Lost in the Loader: The Many Faces of the Windows PE File Format

The presentation discusses the problem of discrepancies in the PE file format and proposes a systematic approach to finding them through reverse engineering and modeling. The authors suggest the need for more formal specification and a publicly available reference implementation.

• Developers of security tools should model more than one version of the Windows loader to account for small quirks and edge cases that are handled differently
• The authors created a language and framework for reverse engineering efforts to build models and systematically find discrepancies in the PE file format
• The language includes input declaration statements, symbol definition statements, and predicates to model constraints on the original input
• The authors suggest the need for more clear and formal specification for the PE file format and a publicly available reference implementation

The authors found that there are three types of operations that software usually performs on input files: structural checks, compliance checks, and memory mapping. They created a language to model these operations and constraints on the original input, including input declaration statements, symbol definition statements, and predicates. The authors suggest that developers of security tools should model more than one version of the Windows loader to account for small quirks and edge cases that are handled differently. They also suggest the need for more clear and formal specification for the PE file format and a publicly available reference implementation.

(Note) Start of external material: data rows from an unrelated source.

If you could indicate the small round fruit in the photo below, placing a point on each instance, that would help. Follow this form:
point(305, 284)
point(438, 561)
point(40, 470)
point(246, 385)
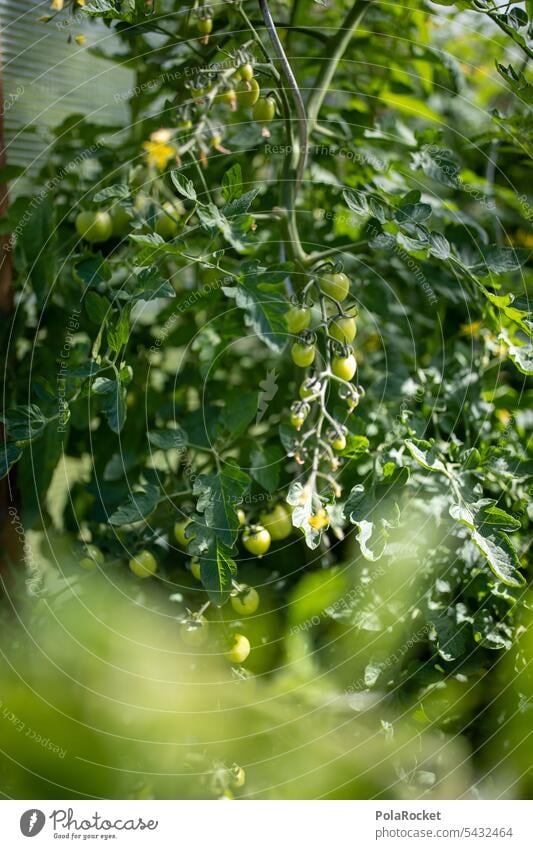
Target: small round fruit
point(179, 533)
point(264, 110)
point(93, 558)
point(298, 319)
point(246, 72)
point(344, 367)
point(194, 630)
point(343, 329)
point(120, 220)
point(337, 286)
point(144, 565)
point(302, 355)
point(319, 520)
point(94, 226)
point(246, 602)
point(239, 650)
point(256, 540)
point(339, 442)
point(248, 93)
point(278, 523)
point(238, 777)
point(166, 225)
point(195, 569)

This Briefing presents our research on parser differentials for the PE format. We defined a custom language to write "formal models" of various PE loaders, for different versions of Windows and reverse-engineering tools. We then built a framework that, using these models, can perform a number of analyses that aid reverse-engineering tasks.First, given a PE executable, it can determine whether a PE loader would consider it valid. This feature provides a filtering stage for dynamic malware analysis, as it can identify broken samples before running them in sandboxes. Our framework is also able to automatically generate SMT models of the various PE loaders, and it can automatically perform several powerful tasks: given a PE loader, generate a valid executable that can be loaded by it; or, it can perform "differential analysis" and automatically generate PE files that are valid for one PE loader but not for another one. This makes our framework powerful enough to perform complex tasks like "creating valid executables that reverse-engineering tools/AVs cannot correctly parse/consider invalid", thus bypassing them. Our framework can also *systematically* explore differences among various PE loaders, and it can perform "differences enumeration" and "corner-cases generation".We wrote models for the loaders Windows XP, 7, and 10, radare2, ClamAV, and yara (which we'll publicly release, alongside the framework). Surprisingly, we discovered that they all handle the PE format differently. We also performed a live hunt on VirusTotal, and we identified malware samples that actively employ these discrepancies, likely to bypass AV products.Finally, we conclude by pointing out that there is no one "correct way to parse an executable," and that analysis tools should start allowing users to select "which loader to simulate" when loading a binary.